It is possible, Virginia, to keep oneself in suspense. When playing 7-card stud, for example, and the dealer delivers the final card, down and dirty. It’s far more fun to hide it awhile behind the two existing down cards before slowly “squeezing” the last one into view, effectively teasing oneself with visual clues: Be round, baby. Be round!
In the age of TiVo, DVDs and DVRs, it’s perhaps even an easier and more common practice. I almost never watch a sporting event live on television these days; far better to DVR that sucker, skip the ads and condense a 3.5-hour Patriots game into a single 70-minute experience. What’s that? Dinner’s ready and Tom Brady’s driving New England toward winning 4th quarter touchdown? Simply pause it and mull the possibilities over a relaxing Sunday repast.
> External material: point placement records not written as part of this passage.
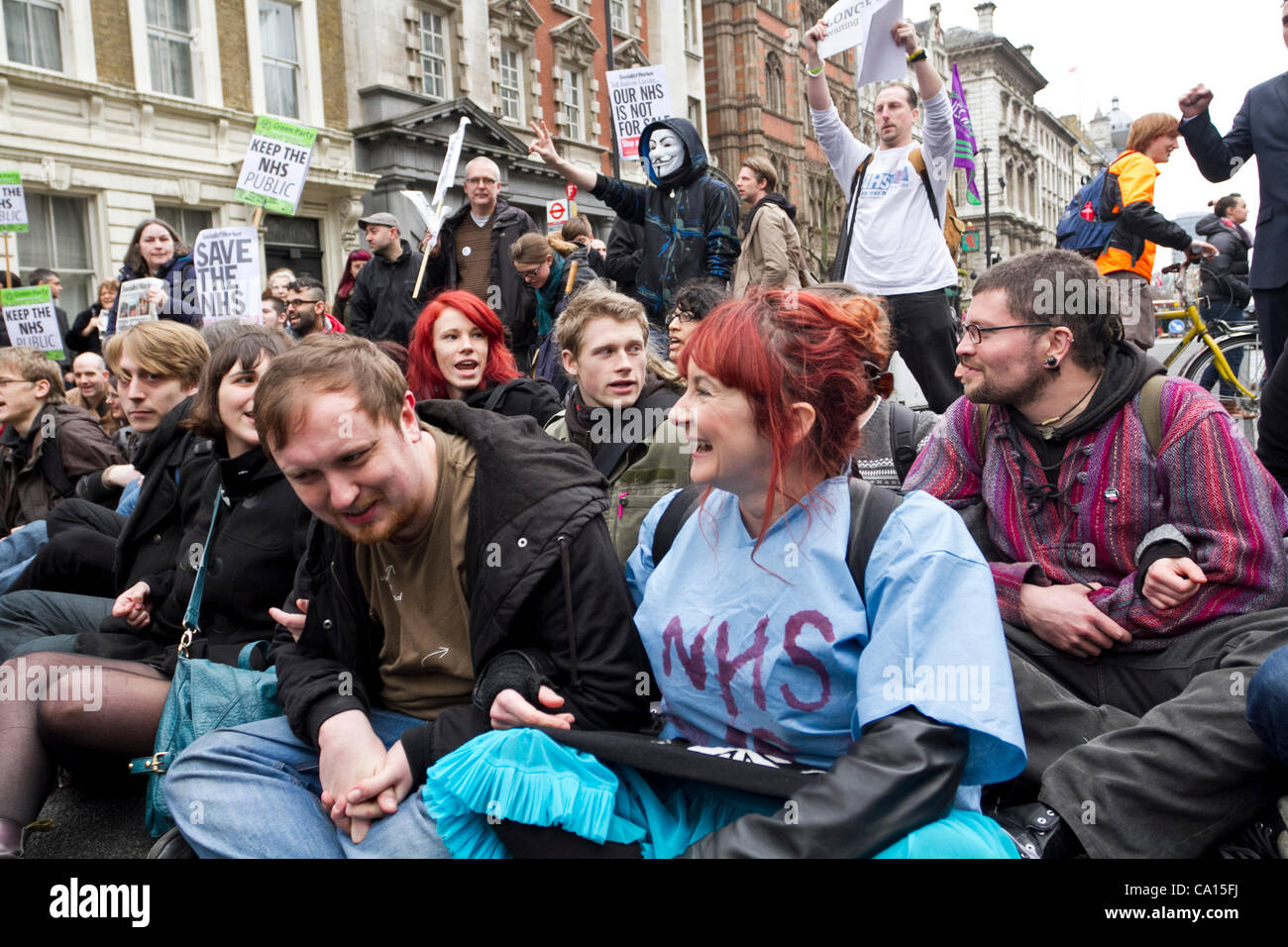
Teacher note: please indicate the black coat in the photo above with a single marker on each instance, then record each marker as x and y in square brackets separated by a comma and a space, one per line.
[1225, 277]
[381, 305]
[518, 398]
[174, 464]
[257, 545]
[526, 551]
[1261, 129]
[518, 305]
The television series on DVD offers the opportunity to raise this dynamic to high art, and I’m purposely poised at the precipice as I write you this evening. In September, I secured all three seasons of HBO’s acclaimed series, Deadwood. I brought them home from Asia (read: I bought a pirated version for a song). There are 36 shows in all. I have watched 35 and I’m savoring the possible denouements awhile before I break down and watch the final episode.
I don’t want it to end. So, for now, I’m withholding climax.
Deadwood came to this viewer with an extraordinary amount of fawning advanced billing, even from those I would judge to be hard cases and otherwise culturally snobbish. I don’t subscribe to HBO, never have. So it was going to require a DVD purchase to get a look. I managed to put that off for a long while, or otherwise blanked when rummaging through the bins of pirated DVD material during earlier visits to the side-street vendors of Saigon, Bangkok and Beijing.
Then there was the matter of having finally purchased Deadwood as part of September’s larger, stellar haul of video fodder. I also came home with Inception, Friends with Benefits, Winter’s Bone and the entire Game of Thrones series, another HBO-produced tour de force. My son and I have dipped into that one (which the Vietnamese pirate-packager endearingly labeled Game of Thorns).
One downside to HBO programming (and there aren’t many) is the interminable opening-credit sequences. I’ve not timed them, but the intro to each episode of Game of Thrones and Deadwood, for example, must run a full minute. Doesn’t sound like much, and the opening to Game of Thrones is actually quite well done — a sweeping, 3-D, helicopter-view tour of the mythical kingdoms over which rival factions fight in this absorbing epic. But it feels interminable after the first couple viewings, and here again we just fast-forward through it now.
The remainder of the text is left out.